Howe’s harrowing World War II story was part of the Vermont National Guard’s observance of Prisoner-of-War/Missing-in-Action Day at Camp Johnson in Colchester. The day is recognized at military bases nationwide on the third Friday in September to honor the roughly 85,000 American soldiers who are unaccounted for from World War II, the Vietnam and Korean wars, and the Cold War, and to honor those who were captured in battle.
Howe, 93, a resident of Quechee, shared his account of three months in a German prison camp, his escape and ultimate rescue for an audience of current soldiers, fellow former prisoners-of-war, Gov. Peter Shumlin, and members of the media in the Camp Johnson barracks.
“As years go by, memories fade and life goes on, and it becomes easy to forget,” said Wayne Whitelock, retired Army colonel and Vermont Guard chaplain. “We gather today to affirm our duty to remember.”
Howe provided a vivid account of prison survival. He punctuated his speech by showing the bowl, spoon and mug he was issued in the German camp and a Nazi flag he acquired while in Germany.
His story started in France in January 1945 in the middle of the allied liberation from German occupation.
“We were attacking every day,” he recalled, “taking one village after another.”
But when Germans overwhelmed his company, he was taken hostage with 12 other American survivors and transported behind German lines for interrogation, eventually landing in a prison camp in Hammelburg, Germany.
Howe spent three months in the camp until Gen.
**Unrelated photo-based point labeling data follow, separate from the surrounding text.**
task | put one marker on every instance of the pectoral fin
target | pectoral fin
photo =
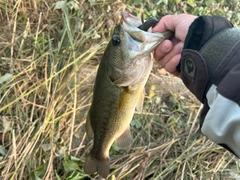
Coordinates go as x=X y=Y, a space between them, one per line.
x=125 y=140
x=139 y=105
x=89 y=129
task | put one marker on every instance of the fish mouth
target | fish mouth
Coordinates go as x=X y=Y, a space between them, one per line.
x=136 y=22
x=131 y=20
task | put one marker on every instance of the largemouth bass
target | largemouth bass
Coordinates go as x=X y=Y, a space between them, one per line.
x=119 y=89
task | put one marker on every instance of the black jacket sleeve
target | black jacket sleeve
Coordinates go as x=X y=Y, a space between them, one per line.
x=210 y=69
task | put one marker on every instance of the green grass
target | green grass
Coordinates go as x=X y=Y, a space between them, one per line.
x=53 y=56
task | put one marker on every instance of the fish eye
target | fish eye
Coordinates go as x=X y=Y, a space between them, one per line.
x=115 y=40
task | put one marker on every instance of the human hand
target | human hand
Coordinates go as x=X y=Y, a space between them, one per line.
x=168 y=53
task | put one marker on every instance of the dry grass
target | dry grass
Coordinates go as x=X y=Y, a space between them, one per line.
x=52 y=55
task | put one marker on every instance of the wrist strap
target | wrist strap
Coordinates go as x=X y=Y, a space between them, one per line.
x=199 y=69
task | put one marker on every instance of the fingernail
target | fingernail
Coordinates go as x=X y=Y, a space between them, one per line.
x=165 y=47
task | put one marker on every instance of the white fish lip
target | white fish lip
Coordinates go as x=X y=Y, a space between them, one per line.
x=131 y=20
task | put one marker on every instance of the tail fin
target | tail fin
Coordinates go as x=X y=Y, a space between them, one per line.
x=101 y=166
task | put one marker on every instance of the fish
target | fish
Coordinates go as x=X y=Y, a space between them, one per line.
x=119 y=89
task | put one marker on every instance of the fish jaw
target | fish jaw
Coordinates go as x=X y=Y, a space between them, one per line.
x=147 y=41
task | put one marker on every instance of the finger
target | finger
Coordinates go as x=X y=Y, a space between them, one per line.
x=177 y=49
x=172 y=64
x=165 y=47
x=165 y=23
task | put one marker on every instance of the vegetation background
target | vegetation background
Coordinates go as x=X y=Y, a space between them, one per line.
x=49 y=52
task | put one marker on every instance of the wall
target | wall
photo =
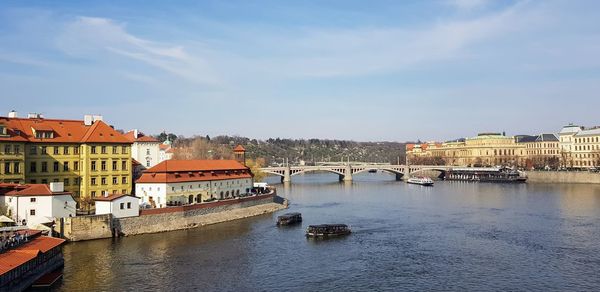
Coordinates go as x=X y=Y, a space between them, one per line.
x=563 y=177
x=184 y=217
x=87 y=227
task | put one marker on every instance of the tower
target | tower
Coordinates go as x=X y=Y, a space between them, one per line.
x=240 y=154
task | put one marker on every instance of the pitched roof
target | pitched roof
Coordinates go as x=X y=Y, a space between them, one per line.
x=141 y=137
x=65 y=131
x=113 y=197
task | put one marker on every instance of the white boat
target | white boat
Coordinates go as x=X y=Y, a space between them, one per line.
x=424 y=181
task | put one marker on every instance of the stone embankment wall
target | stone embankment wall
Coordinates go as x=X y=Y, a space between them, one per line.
x=86 y=227
x=190 y=216
x=563 y=177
George Patton’s “operation Hammelburg” task force fought their way in and said, as Howe recalled: “We’re here to take you back.” But a return to safety was not that simple. The tank convoy he hitched to return to American positions was taken out during the journey. Howe survived for two nights with five other American soldiers in the woods.
“We had to be prepared to fight, but I had no weapon,” he recalled. “We hunkered down. There were Germans firing close by. We just sat there quietly.”
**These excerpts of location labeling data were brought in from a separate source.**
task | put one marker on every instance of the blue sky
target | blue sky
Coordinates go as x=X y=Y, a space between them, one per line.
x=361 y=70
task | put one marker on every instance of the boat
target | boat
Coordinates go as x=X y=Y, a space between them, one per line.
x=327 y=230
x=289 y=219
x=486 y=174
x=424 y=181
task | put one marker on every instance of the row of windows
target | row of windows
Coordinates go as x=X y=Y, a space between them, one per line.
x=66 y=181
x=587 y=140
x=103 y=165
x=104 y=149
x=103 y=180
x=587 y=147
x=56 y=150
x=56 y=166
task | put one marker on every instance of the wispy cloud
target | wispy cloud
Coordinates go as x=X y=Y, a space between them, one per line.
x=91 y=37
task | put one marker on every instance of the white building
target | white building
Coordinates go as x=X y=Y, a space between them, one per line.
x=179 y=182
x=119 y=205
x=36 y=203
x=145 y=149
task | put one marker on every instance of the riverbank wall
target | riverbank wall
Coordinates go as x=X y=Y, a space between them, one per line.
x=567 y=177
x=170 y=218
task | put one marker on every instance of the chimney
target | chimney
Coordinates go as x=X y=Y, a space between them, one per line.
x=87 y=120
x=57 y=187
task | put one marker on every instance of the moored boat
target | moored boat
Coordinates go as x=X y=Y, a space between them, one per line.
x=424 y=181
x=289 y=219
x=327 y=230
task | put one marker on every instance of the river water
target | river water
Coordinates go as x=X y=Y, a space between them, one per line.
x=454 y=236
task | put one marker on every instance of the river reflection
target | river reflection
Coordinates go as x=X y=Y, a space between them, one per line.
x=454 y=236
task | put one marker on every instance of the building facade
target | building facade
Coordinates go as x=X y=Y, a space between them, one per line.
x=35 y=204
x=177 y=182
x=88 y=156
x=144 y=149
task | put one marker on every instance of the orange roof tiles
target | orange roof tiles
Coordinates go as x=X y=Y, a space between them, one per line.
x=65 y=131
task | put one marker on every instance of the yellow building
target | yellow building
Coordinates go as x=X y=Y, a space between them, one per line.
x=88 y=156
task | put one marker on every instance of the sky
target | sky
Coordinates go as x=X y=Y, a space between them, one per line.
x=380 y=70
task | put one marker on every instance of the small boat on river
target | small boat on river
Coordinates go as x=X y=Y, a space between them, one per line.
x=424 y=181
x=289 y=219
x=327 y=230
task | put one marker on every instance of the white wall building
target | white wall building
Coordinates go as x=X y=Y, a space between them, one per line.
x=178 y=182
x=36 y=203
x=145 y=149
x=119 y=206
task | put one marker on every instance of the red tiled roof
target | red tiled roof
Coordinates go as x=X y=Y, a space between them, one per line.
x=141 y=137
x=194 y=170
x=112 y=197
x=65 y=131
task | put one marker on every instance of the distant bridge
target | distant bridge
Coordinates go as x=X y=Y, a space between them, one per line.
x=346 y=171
Eventually, German soldiers stumbled upon them, Howe said, and he was taken to another prisoner camp near Munich. It was a large camp with prisoners from several countries. The food was improved over Hammelburg, where Howe had described the evening meal as cabbage-water soup or vegetable stew where worms embedded in the vegetables became part of the meal.
“We very quickly decided the worms were well-cooked, and there was no taste, so we ate them all,” Howe recalled. He said he bathed only once the entire three months, an attempt to remove body lice that had infested prisoners.
It was early April by the time he got to the second prisoner camp in Munich, and the tide of the war was shifting against Germany. On April 29, the Munich camp was liberated by Patton’s forces.
“We were free with great relief and we soon moved out,” he said.
By July he was recuperating on American soil, and that August he got married. Sixty-nine years later, his wife sat in the audience Friday as Howe delivered his recollections.
Chaplain Whitelock described the ordeal of being captured and held by enemies as “an experience of fright and terror that has no equal.” He said efforts continue to determine the fates of America’s missing, which comprise about 75,000 from World War II, 1,600 from Vietnam, 7,800 from Korea and 120 from the Cold War, according to Shumlin.
“I join all Vermonters today in remembering those who aren’t with us and honoring those who are,” Shumlin said. “We thank you from the bottom of our hearts.”